None of this dark folklore was on our minds as we boys romped to the cinema house. There were two shows playing and we almost made a last minute switch into Blazing Saddles—the Mel Brooks Western satire featuring Yiddish-speaking Indians and a drunken cowboy who punched out horses. Our rabid curiosity about child-actress Linda Blair’s bulging, petrifying eyes; the deep, monstrous voice that inhabited her; the notorious, rotating head; and the intermittent, projectile green vomit she emitted all won us over.

The movie was at once, ghoulish, unsettling, clever, and cartoonish. There are good reasons why it spawned several sequels and is now a classic enshrined in the National Film Registry of the Library of Congress. Three of us four moviegoers exited the theater howling with mimicking demonic exertions and a show of bravado meant to distill our undeniable mixture of fun and fear. My dorm roommate Walter, an engineering student, kept speculating on “how the hell they made that girl’s head spin like that.”

“How the hell?” That was too much for Dennis, who lived across the hall. The three of us now completely keeled over in laughter and naughtiness. Then we realized that Eric was off to the side, crumpled on the sidewalk, looking like he was cringing in agony. Eric was not laughing. Eric was sobbing even as he cradled his midsection with his own arms.

Snapping out of our release and delirium, we ran over to our friend. Before we could even ask him what the matter was, he turned his head toward us, looking disturbingly like something out of the movie we just saw. His hands trembled, his shoulders convulsed, tears streamed down his face, and his eyes were two dark wells of panic.

“THAT COULD HAPPEN TO ME!” Eric cried out from somewhere within him that we young men could not categorize. A place that now alarmed us more than anything we had just viewed on screen.

“Don’t you see?” He bowed his head down and wept like a fearful child. “That could happen to me. At any time. I could be possessed by a demon!”

He meant it. We understood he was not feigning anything. What was a horror flick for the other three of us was a grim and shocking liturgical reality for our buddy. And this was, at least for me, a marker on my relationship with religion—even as I was planning a career in religion.

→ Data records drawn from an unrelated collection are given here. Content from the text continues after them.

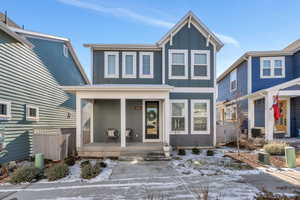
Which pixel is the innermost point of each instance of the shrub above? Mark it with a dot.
(57, 171)
(88, 171)
(83, 163)
(70, 161)
(181, 152)
(275, 148)
(24, 174)
(210, 152)
(196, 151)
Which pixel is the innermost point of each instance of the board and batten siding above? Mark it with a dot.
(26, 80)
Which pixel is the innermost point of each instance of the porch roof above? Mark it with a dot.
(118, 87)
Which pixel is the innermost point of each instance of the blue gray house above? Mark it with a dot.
(150, 95)
(33, 66)
(254, 80)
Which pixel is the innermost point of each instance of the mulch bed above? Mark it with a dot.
(252, 159)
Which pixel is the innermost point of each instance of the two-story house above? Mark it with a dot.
(150, 95)
(33, 66)
(254, 81)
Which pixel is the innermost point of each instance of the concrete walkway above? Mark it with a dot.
(146, 180)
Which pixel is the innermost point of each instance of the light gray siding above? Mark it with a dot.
(189, 39)
(195, 139)
(98, 70)
(26, 80)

Eric eventually recovered from his trauma. In a way, the shrill alarm he experienced served to cleanse his sectarian-sullied soul of the indoctrinations, the propaganda, and the superstitions. I was close enough to him to learn that two of the parish priests, certainly at their own professional peril, defying the rectory canon, helped Eric out of his anxiety and guilt. This is not to say that those two exceptional reverends did not fall into church code of belief on the rule of the devil. But they at least were equally concerned with the psychological well-being of a young man within their ministry.

Eric also convinced his parents to pay for psychotherapy, ostensibly for his speech defect. In fact, he underwent analysis that relieved him of the stutter in his soul. Years after the night at the movies, I ran into Eric during a visit to my hometown. I knew he had become a schoolteacher—of world religions. He was happily married with two small children, and he spoke without a trace of mumbling and with quiet confidence. We laughed about our milestone night at the movies. I asked him, “How did you really get out of that rut?”

He responded: “I decided to argue with it.”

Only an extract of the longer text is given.